Question

Differentiate $\log \sin x$ by first principle.

Answer 1

Hint – First principle of derivatives says that for $f(x)$, ${f^,}(x) = \mathop {\lim }\limits_{h \to 0} \dfrac{{f(x + h) - f(x)}}{h}$. So, apply the given equation to the function given in the question.

Complete step-by-step answer:
Let $f(x) = \log \sin x$
First principle of derivatives says that for $f(x)$,
${f^,}(x) = \mathop {\lim }\limits_{h \to 0} \dfrac{{f(x + h) - f(x)}}{h}$.
So, we shall apply it to the function given.
$f(x) = \log \sin x$
${f^,}(x) = \mathop {\lim }\limits_{h \to 0} \dfrac{{\log (\sin (x + h)) - \log (\sin x)}}{h}$ [by first principle]
Using the addition formula, we get
$\sin (A + B) = \sin A\cos B + \cos A\sin B$.
So, the above equation will transform into-
${f^,}(x) = \mathop {\lim }\limits_{h \to 0} \dfrac{{\log (\sin (x)\cos (h) + \cos (x)\sin (h)) - \log (\sin x)}}{h}$
We can also use the subtraction that says,
${\log _a}(b) - {\log _a}(c) = {\log _a}\left( {\dfrac{b}{c}} \right)$ to get, so, now the equation will be-
${f^,}(x) = \mathop {\lim }\limits_{h \to 0} \dfrac{{\log \left( {\dfrac{{\sin (x)\cos (h) + \cos (x)\sin (h)}}{{\sin x}}} \right)}}{h}$
Now, dividing numerator by sin x we get-
\[ = \mathop {\lim }\limits_{h \to 0} \dfrac{{\log (\cos (h) + \cot (x)\sin (h))}}{h}\]
Now, cos (h) = 1, as h tends to 0.
Therefore, the equation becomes-
\[ = \mathop {\lim }\limits_{h \to 0} \dfrac{{\log (1 + \cot (x)\sin (h))}}{h}\]
Divide and multiply by $\cot (x).\sin (h)$ , we get-
\[ = \mathop {\lim }\limits_{h \to 0} \dfrac{{\log (1 + \cot (x)\sin (h))}}{{h(\cot (x).\sin (h))}}.\cot (x)\sin (h)\]
Now using the property $\log \left( {\dfrac{{1 + x}}{x}} \right) = 1$, so this implies that-
$\dfrac{{\log (1 + \cot x.\sinh )}}{{\cot x.\sinh }} = 1$ .
Therefore, the above equation becomes-
\[ = \mathop {\lim }\limits_{h \to 0} \dfrac{1}{h}.\cot (x)\sin (h)\]
Now we know that \[\mathop {\lim }\limits_{h \to 0} \dfrac{1}{h}\sin (h) = 1\] . So, the equation becomes now-
$ = \cot (x)$
Hence, the derivative of $\log \sin x$ by first principle is cot (x).

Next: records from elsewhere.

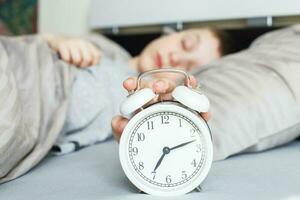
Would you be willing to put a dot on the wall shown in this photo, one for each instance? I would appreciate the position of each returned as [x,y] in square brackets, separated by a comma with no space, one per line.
[63,16]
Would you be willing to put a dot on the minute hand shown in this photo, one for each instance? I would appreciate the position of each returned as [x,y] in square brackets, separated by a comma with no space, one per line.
[181,145]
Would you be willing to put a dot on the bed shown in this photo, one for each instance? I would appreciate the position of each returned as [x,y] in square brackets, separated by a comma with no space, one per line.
[95,173]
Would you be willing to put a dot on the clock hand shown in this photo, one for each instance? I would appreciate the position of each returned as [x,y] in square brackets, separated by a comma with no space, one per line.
[166,150]
[181,145]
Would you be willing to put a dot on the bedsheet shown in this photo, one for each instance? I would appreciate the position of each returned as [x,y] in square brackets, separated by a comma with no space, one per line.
[95,173]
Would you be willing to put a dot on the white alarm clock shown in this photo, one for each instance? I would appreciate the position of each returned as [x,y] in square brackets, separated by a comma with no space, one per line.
[166,148]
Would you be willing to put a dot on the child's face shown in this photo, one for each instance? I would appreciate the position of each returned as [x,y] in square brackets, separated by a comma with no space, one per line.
[187,49]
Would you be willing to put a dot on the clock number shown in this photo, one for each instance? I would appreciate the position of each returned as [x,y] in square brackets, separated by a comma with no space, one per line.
[183,175]
[150,125]
[168,179]
[135,151]
[194,163]
[141,136]
[153,174]
[165,119]
[193,132]
[141,165]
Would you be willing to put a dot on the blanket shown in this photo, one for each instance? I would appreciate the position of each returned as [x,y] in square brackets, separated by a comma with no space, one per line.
[35,87]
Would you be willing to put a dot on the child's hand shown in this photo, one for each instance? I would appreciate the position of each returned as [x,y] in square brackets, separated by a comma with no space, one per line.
[73,50]
[162,86]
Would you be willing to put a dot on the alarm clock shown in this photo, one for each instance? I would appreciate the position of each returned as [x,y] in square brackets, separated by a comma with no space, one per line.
[166,148]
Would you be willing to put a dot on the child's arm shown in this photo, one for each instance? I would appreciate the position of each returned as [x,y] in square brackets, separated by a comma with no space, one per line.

Note- Whenever such types of question appear then always proceed using the formula ${f^,}(x) = \mathop {\lim }\limits_{h \to 0} \dfrac{{f(x + h) - f(x)}}{h}$ and be careful about evaluating limits. Just make sure that you didn’t skip any step as it is a long solution. Make the necessary assumptions when needed.